À l’inverse, ils sont nombreux à ressentir « toujours » ou « souvent une pression du fait de la facturation (70,47 %), de même qu’ils sont nombreux à être inquiets « tout le temps » ou « plusieurs fois dans l’année » à l’idée de ne pas pouvoir faire face à leurs charges financières (61,18 %).
La crainte de commettre une erreur dans leur travail est également prégnante chez une grande majorité d’avocats (65,38 %).
Domaine « santé ».
Il apparait qu’un nombre important d’avocats estiment être « tout le temps » ou « très souvent » stressé (76,37 %), les femmes apparaissant comme étant plus exposées que les hommes.
Il convient par ailleurs de relever que plus d’un quart des répondants considèrent avoir été « tout le temps » ou « très souvent » à bout de force (27,24 %), tandis qu’une même proportion d’avocats estime avoir été « tout le temps » ou « très souvent » émotionnellement épuisés (30,80 %), les hommes apparaissant, dans ce dernier cas, comme plus impactés que les femmes.

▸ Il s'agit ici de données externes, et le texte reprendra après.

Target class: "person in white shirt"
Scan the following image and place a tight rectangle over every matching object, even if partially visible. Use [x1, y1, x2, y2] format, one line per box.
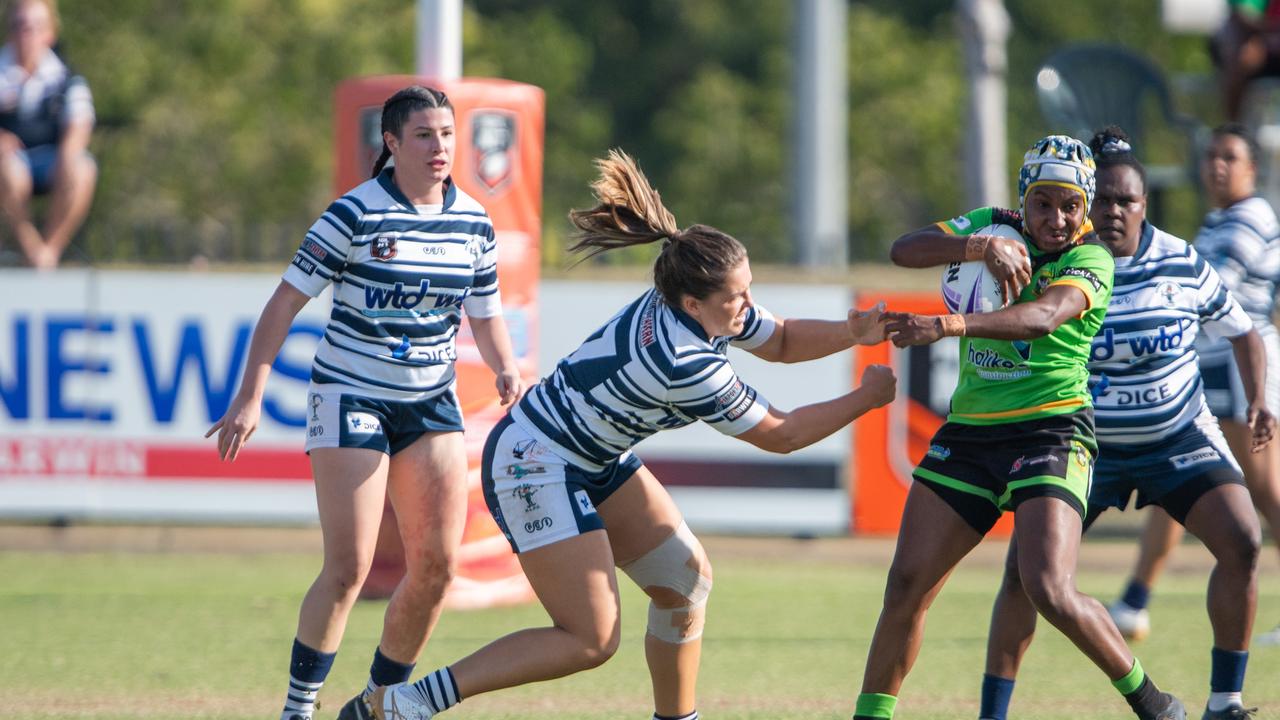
[0, 0, 95, 270]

Domaine « vécu professionnel ».
Les aspects relatifs à la formation (initiale et continue) sont plutôt perçus défavorablement par les répondants, la formation initiale (CRFPA) étant plus sévèrement jugée que la formation continue.
Par ailleurs, un paradoxe mérite d’être relevé à savoir que, si seulement 21,10% recommanderait vraiment à un proche d’intégrer la profession d’avocat, 70,04% considère malgré tout cette profession comme importante pour eux.
Enfin, d’une façon générale, 83,55 % estiment être « très satisfait » et « satisfait » de leur travail dans leur ensemble, en prenant en compte tous les aspects.